Brenda April 27, 2014
I was born and raised in Texas! I can't tell you how many different ways I have had guacamole.Mostly from transplant people! It is so simple to make! First no cilantro! We use lemon instead of lime. The lemon keeps it from turning dark! You use minced red onion,1/2 of minced garlic,1/2 a can of drained rotel(the hot one), you can also add jalpeno if you want. Mash together.There you have it.If you want a little creamer use 1/4 cup of salad dressing. I always add cumin to this dressing.
SusanMurie April 27, 2014
I strongly disagree about the use of garlic in guacamole! I find it overpowers all other flavors. I look to Diana Kennedy for great Mexican recipes and hers doesn't have it. Avocado, lime, finely chopped onion, jalpeno or serrano pepper, a bit of cilantro, salt. I love the idea of adding some lime zest. I only add a little tomato, in summer, that has been squeezed of all the water and seeds.
Edgar H. February 20, 2014
Try adding a dash of chicken bouillon instead of salt. It adds another layer that compliments the freshness of the ingredients.
Cookie16 February 18, 2014
Everytime I forget what to include in my guac, I think to the trusty Trader Joe's Guac kit to get me started: Avocado, tomato, lime, jalapeño, shallot, and garlic. Cilantro added if I happen to have it on hand.

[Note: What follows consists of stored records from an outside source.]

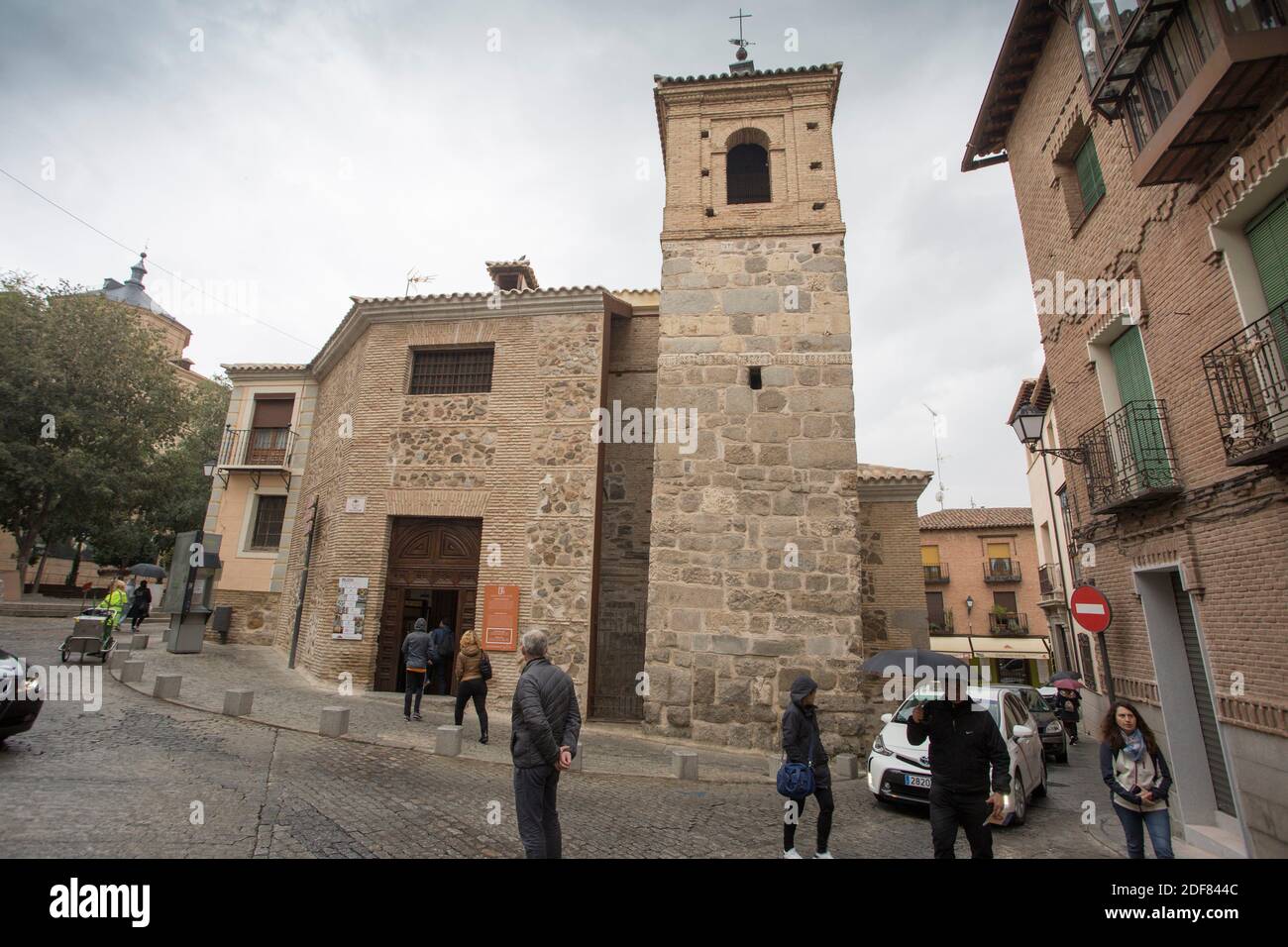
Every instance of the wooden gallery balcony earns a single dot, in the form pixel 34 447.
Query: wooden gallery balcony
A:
pixel 1189 76
pixel 1128 462
pixel 257 451
pixel 1248 382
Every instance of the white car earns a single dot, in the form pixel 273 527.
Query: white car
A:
pixel 901 772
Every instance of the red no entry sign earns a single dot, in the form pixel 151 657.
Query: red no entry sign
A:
pixel 1091 609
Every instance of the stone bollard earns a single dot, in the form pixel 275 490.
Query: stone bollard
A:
pixel 167 685
pixel 447 742
pixel 845 766
pixel 237 701
pixel 684 764
pixel 335 722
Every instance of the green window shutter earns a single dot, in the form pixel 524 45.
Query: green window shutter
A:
pixel 1091 183
pixel 1144 431
pixel 1128 355
pixel 1269 241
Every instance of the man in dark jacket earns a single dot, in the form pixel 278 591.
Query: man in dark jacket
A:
pixel 441 657
pixel 545 724
pixel 416 647
pixel 964 744
pixel 803 744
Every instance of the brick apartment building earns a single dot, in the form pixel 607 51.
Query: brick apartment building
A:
pixel 447 445
pixel 980 571
pixel 1146 144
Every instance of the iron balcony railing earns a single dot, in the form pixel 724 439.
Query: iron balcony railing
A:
pixel 1127 458
pixel 257 447
pixel 1249 388
pixel 1050 582
pixel 1009 624
pixel 1001 571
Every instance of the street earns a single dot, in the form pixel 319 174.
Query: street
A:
pixel 147 779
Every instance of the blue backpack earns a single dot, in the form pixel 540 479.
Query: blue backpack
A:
pixel 797 780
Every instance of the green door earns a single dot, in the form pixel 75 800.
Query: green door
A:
pixel 1267 236
pixel 1146 464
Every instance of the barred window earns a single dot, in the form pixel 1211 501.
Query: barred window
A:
pixel 451 371
pixel 269 514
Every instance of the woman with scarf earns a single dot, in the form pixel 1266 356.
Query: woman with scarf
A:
pixel 1133 768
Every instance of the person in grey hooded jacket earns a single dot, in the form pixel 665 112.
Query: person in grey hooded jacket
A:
pixel 416 660
pixel 803 744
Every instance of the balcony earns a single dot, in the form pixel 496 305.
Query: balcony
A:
pixel 1008 624
pixel 1192 77
pixel 1128 462
pixel 1050 585
pixel 936 575
pixel 1248 384
pixel 1001 571
pixel 941 624
pixel 257 451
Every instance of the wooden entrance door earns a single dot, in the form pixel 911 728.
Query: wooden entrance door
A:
pixel 432 554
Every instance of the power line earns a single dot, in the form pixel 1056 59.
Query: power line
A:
pixel 155 264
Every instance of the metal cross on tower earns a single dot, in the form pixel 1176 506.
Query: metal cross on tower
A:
pixel 741 43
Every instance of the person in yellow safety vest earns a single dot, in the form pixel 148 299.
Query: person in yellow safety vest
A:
pixel 115 603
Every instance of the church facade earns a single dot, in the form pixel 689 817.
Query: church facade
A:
pixel 665 480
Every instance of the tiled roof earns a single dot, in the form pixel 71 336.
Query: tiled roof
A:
pixel 877 474
pixel 450 296
pixel 262 367
pixel 983 518
pixel 755 73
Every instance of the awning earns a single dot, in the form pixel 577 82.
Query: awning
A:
pixel 1034 648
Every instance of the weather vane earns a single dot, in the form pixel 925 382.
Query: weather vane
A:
pixel 741 43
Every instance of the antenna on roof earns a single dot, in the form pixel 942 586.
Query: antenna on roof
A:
pixel 939 458
pixel 413 275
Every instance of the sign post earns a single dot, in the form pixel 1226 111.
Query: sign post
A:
pixel 1091 612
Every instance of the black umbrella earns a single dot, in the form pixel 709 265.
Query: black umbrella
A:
pixel 911 663
pixel 149 571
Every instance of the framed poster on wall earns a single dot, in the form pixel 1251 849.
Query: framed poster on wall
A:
pixel 500 617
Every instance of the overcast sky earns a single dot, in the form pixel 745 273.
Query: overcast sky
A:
pixel 309 153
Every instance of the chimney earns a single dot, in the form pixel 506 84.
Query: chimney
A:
pixel 511 274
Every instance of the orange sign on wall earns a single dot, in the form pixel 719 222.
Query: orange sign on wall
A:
pixel 500 617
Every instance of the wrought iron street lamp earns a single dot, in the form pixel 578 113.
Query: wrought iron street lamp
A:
pixel 1028 428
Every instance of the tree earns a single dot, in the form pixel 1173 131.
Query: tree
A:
pixel 90 403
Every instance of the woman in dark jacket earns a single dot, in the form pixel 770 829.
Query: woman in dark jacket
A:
pixel 1067 703
pixel 1132 767
pixel 802 744
pixel 141 604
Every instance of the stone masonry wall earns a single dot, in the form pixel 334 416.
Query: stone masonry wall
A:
pixel 754 574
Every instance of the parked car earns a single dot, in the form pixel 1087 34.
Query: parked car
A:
pixel 901 772
pixel 20 697
pixel 1055 741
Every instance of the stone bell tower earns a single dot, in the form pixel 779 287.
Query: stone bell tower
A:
pixel 754 565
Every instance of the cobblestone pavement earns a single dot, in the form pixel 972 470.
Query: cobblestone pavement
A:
pixel 125 781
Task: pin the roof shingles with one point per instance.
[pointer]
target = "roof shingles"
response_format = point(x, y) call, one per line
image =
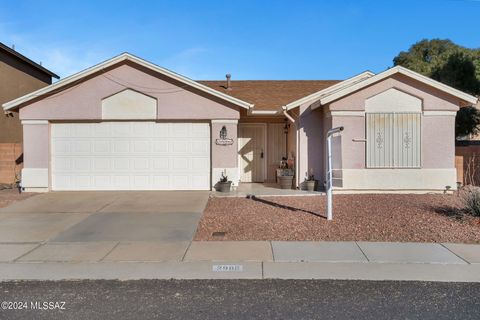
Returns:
point(270, 94)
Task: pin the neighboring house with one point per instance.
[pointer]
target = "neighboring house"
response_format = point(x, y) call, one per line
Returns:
point(127, 124)
point(18, 76)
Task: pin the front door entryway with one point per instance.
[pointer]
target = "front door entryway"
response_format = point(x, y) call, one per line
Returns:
point(252, 151)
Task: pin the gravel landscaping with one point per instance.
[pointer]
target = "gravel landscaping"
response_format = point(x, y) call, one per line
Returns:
point(9, 196)
point(360, 217)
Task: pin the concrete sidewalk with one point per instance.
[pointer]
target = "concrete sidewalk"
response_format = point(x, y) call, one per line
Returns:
point(240, 260)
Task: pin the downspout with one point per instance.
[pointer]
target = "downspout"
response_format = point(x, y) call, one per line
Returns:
point(330, 133)
point(297, 155)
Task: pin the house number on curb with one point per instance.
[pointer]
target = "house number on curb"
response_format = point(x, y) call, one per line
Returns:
point(227, 268)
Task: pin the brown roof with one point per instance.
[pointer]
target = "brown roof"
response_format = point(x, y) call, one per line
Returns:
point(270, 94)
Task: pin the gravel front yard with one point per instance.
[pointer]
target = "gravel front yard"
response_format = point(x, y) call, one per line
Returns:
point(360, 217)
point(9, 196)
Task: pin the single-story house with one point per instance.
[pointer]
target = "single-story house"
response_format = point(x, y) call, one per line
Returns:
point(128, 124)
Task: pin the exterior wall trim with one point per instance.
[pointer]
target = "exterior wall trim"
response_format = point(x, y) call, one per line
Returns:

Caitlin B. February 1, 2014
No lime? Blasphemy.
PWT February 1, 2014
See No. 3 in the directions.
Yvette J. February 1, 2014
Another tip: deseed the tomato and add only the meat. This keeps the guacamole very rich and creamy, the the juices/seeds tend to water down your guacamole. I prefer the richer, creamier version and people who eat mine always comment on how rich it is. That's my secret.
Lisa February 1, 2014
PWT, your reaction to the cilantro is biologically unique to the tastebuds of a population of people. Not long ago there was an article in the NYT about this very thing.
PWT February 1, 2014
I saw that article. Supposed to be genetic. My husband and I both hate cilantro and think it tastes like soap and so does our son, however, hubby and I are not genetically related, so I don't know. I did read another article that said people like us are Super-tasters, meaning we can taste even small nuances the majority of the population cannot. Don't know if I agree with that either. All I know is cilantro does taste like soap to my family.
PWT February 1, 2014
I've made this for many years, however I leave out the cilantro as we think it tastes like soap. I also save a pit from one avocado and put it in the bowl with guac after I am done making it. This keeps the guac from turning brown.
Mark S. February 1, 2014
I agree that the simpler the recipe the better and your recipe gets that point across very well. I do love some fresh tomato in my guacamole but refuse to buy greenhouse tomatoes in the winter. I've found that my homemade salsa which includes fire roasted jalapeño, plenty of garlic and cilantro is a reasonable substitute and less expensive alternative during the winter months when avocados are most abundant.